The Act provides nothing more than a basic framework for the 90-day moratorium and exemption process, with the details to be set forth in implementing regulations. The effective date of the new law is May 21, 2009. The commissioners are to issue emergency and final regulations no later than 10 days after the effective date. The regulations must create an application form for the exemption process, clarify the application of Sections 2923.52 and 2923.53, and establish requirements regarding the reporting of loan modification data by servicers. The moratorium provisions become operative 14 days after the issuance of the regulations. The new provisions remain in effect until January 1, 2011, unless extended.

The new law requires the Secretary of Business, Transportation and Housing to make periodic reports to the Legislature on implementation and actions taken under the Act. The initial report is due three months after the first exemption is granted, and subsequent reports are due every six months thereafter. The commissioners are required ("within existing resources") to collect data from "some or all" servicers on loan modifications accomplished under the Act, and to make the data available on an Internet web site at least quarterly. The Secretary of Business, Transportation and Housing is required to maintain an Internet web site that contains information regarding final exemption orders, including links to web sites that describe loan modification programs. This might suggest that servicers who receive final orders must maintain such web sites, but the new law does not specifically require it.

The new law does throw a few bones to loan servicers, but they are likely to give small comfort because of the additional expenses to which servicers will be exposed:

  • The failure to comply with Sections 2923.52 and 2923.53 does not invalidate a sale that is otherwise valid under Civil Code Section 2924f. However, the effect of this is unclear, given a corresponding amendment to Civil Code Section 2924(a)(3) to incorporate the 90-day moratorium provisions of Section 2923.52.
  • Sections 2923.52 and 2923.53 do not require a servicer to violate contractual agreements for investor-owned loans, or to provide a modification to a borrower who is not willing or able to pay under the modification. However, no details are provided regarding the standards for making such determinations regarding the borrower.
  • The submission of an application for an exemption by a national bank, a federal savings bank, or the operating subsidiary of either shall not confer on the commissioner visitorial authority over the institution.

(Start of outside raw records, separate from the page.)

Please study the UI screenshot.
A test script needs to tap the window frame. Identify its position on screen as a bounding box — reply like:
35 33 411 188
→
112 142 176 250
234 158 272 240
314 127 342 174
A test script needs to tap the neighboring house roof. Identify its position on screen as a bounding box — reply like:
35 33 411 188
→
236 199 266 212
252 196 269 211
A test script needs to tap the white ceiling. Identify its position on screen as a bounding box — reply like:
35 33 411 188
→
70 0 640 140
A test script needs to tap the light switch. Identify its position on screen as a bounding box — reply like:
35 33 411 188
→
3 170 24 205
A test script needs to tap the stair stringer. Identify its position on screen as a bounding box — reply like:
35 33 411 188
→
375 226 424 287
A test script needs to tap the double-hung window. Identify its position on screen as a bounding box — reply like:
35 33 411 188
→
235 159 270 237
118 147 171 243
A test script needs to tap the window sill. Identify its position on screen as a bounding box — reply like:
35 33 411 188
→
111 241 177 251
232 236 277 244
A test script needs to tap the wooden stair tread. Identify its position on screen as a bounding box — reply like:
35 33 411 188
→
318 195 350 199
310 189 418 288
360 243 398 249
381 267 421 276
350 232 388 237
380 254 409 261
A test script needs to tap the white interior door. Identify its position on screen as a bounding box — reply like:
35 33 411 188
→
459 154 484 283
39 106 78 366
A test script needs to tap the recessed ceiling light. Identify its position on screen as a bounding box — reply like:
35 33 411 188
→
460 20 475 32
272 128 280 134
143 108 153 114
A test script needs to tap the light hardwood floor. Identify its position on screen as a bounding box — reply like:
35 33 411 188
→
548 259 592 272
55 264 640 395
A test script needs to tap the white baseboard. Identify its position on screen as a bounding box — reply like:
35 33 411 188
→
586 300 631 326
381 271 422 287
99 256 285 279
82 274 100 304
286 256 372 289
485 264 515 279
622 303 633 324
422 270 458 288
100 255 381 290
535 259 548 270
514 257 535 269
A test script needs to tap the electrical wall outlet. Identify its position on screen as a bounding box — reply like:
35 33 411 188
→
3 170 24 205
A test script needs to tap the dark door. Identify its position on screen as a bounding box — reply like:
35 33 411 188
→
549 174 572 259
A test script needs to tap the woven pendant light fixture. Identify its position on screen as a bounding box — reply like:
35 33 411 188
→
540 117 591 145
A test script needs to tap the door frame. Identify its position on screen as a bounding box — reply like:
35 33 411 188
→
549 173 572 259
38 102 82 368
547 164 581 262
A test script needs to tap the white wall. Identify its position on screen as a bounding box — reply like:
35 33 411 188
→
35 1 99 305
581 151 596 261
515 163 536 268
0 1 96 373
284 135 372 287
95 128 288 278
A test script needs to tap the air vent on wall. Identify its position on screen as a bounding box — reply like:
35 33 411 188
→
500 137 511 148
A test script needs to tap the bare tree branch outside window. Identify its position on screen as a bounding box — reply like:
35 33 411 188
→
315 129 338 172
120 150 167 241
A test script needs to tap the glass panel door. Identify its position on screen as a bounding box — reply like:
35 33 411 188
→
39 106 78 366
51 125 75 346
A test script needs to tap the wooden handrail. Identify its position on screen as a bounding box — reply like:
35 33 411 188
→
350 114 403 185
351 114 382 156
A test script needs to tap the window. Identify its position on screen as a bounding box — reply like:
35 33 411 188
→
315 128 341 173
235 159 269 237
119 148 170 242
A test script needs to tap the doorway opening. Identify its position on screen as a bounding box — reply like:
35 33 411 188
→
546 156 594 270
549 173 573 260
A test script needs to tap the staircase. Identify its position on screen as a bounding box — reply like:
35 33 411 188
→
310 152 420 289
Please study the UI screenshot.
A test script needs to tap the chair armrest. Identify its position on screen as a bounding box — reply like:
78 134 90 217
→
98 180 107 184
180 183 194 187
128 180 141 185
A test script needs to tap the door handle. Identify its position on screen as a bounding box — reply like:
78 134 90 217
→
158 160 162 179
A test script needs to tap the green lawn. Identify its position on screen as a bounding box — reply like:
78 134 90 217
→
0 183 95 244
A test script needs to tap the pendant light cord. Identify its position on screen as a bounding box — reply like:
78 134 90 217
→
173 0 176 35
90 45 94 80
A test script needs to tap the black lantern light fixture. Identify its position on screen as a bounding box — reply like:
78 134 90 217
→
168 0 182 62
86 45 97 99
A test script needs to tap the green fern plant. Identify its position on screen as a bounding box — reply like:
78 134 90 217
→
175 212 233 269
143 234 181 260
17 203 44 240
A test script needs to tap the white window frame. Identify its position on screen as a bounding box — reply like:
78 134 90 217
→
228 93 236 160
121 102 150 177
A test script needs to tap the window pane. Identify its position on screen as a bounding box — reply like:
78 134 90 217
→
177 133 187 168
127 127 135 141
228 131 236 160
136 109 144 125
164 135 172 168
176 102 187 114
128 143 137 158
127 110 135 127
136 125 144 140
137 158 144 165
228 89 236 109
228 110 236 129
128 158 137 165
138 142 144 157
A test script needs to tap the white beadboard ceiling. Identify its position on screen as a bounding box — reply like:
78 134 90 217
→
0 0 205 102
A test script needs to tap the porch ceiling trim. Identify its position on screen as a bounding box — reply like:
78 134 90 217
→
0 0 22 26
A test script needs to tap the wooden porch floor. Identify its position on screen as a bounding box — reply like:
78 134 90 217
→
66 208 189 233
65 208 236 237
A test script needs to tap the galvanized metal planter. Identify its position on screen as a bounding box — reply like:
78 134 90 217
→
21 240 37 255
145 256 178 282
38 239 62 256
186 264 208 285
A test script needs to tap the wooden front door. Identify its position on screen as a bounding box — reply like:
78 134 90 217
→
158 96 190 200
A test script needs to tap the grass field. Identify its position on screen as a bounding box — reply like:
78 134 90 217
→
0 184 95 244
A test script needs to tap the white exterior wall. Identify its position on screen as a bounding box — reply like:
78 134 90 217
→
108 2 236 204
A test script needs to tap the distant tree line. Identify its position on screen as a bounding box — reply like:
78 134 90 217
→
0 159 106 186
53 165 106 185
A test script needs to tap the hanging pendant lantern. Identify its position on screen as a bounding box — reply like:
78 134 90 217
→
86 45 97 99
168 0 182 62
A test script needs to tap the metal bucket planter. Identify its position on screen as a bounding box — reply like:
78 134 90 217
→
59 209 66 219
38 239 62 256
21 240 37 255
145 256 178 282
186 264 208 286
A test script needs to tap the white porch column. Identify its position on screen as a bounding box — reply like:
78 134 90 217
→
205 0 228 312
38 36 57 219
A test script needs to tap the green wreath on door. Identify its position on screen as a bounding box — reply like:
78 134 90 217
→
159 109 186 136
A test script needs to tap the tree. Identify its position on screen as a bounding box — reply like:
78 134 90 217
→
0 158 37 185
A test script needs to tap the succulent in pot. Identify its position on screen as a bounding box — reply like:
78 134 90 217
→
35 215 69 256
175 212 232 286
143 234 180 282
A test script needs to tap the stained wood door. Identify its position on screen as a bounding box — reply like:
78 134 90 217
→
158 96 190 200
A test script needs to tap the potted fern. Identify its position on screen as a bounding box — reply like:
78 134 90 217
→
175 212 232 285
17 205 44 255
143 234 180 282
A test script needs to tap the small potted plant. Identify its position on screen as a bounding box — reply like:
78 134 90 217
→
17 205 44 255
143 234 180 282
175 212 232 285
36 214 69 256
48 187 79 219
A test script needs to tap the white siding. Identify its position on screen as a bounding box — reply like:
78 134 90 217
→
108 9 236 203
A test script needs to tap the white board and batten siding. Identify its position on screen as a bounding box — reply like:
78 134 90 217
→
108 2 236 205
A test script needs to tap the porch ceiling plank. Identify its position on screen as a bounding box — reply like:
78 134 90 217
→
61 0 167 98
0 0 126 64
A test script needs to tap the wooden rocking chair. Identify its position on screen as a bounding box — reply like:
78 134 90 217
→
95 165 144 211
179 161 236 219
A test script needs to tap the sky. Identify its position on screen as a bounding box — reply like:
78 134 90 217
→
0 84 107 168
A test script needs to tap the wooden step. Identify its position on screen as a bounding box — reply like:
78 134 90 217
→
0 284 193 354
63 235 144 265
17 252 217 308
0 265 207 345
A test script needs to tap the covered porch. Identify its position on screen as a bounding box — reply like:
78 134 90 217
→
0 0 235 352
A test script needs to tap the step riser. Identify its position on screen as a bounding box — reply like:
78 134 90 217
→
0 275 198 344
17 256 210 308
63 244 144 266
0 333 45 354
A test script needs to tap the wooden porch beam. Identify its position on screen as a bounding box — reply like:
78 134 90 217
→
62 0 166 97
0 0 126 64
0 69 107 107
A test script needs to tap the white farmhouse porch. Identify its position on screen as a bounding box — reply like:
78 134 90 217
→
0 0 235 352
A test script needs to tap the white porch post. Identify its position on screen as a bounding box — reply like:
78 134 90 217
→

Further, nothing in Section 2923.53(j) is "intended to affect the authority of the commissioner over a federally chartered financial institution pursuant to federal law or regulation."

Although it remains to be seen how many servicers will actually adopt a "comprehensive loan modification program" and submit to the exemption process in return for avoidance of the 90-day moratorium, it is likely that many servicers will submit to this process, particularly if the federal bankruptcy laws are amended to allow cramdowns for residential mortgages. If California's "carrot and stick" approach is successful, it may become a model for other states. Some elements of the Act, in particular the 38% ratio, are similar to the program that the FDIC has implemented for mortgage borrowers at IndyMac Federal Bank. The 38% ratio also dovetails with the Obama Administration's announced mortgage plan (for eligible loans), because once a servicer achieves the 38% ratio mark, the federal plan would match interest reductions dollar-for-dollar to bring the ratio down to 31%.

Unanswered Questions

The proposal leaves many questions unanswered, including:

  • If a servicer services loans for multiple investors, must the servicer's comprehensive modification program be put into place for all of its investors' loans, or only for the investors holding the particular loans that would otherwise be subject to the new 90-day moratorium?
  • What impact will the Act have on national banks, federal savings banks, and their respective operating subsidiaries? Can these institutions avoid the new law by use of the federal preemption doctrine? Is there an enforceable legal basis to require these federal institutions to seek an order from a state regulator? If the Act is preempted, will it be preempted based upon the federal status of the owner of the loan or the federal status of the servicer of the loan? The Act contains language (noted above) that pays lip service to the federal preemption doctrine, but it remains to be seen whether this language will be sufficient to save the Act from a federal preemption challenge.
  • The servicer's modification program must be intended to keep borrowers in their homes when the anticipated recovery under the loan modification "exceeds" the anticipated recovery through foreclosure on a "net present value basis." But, how will the net present value be determined, what numerical assumptions will be employed to calculate the net present value, and what level of excess will be enough? Will these issues be addressed by the implementing regulations?
  • If a servicer's application for an exemption is denied, what is the process to challenge the rejection?
  • Will the Act be challenged by servicers and investors, who can expect their expenses to increase substantially?

Because of the generality of this update, the information provided herein may not be applicable in all situations and should not be acted upon without specific legal advice based on particular situations.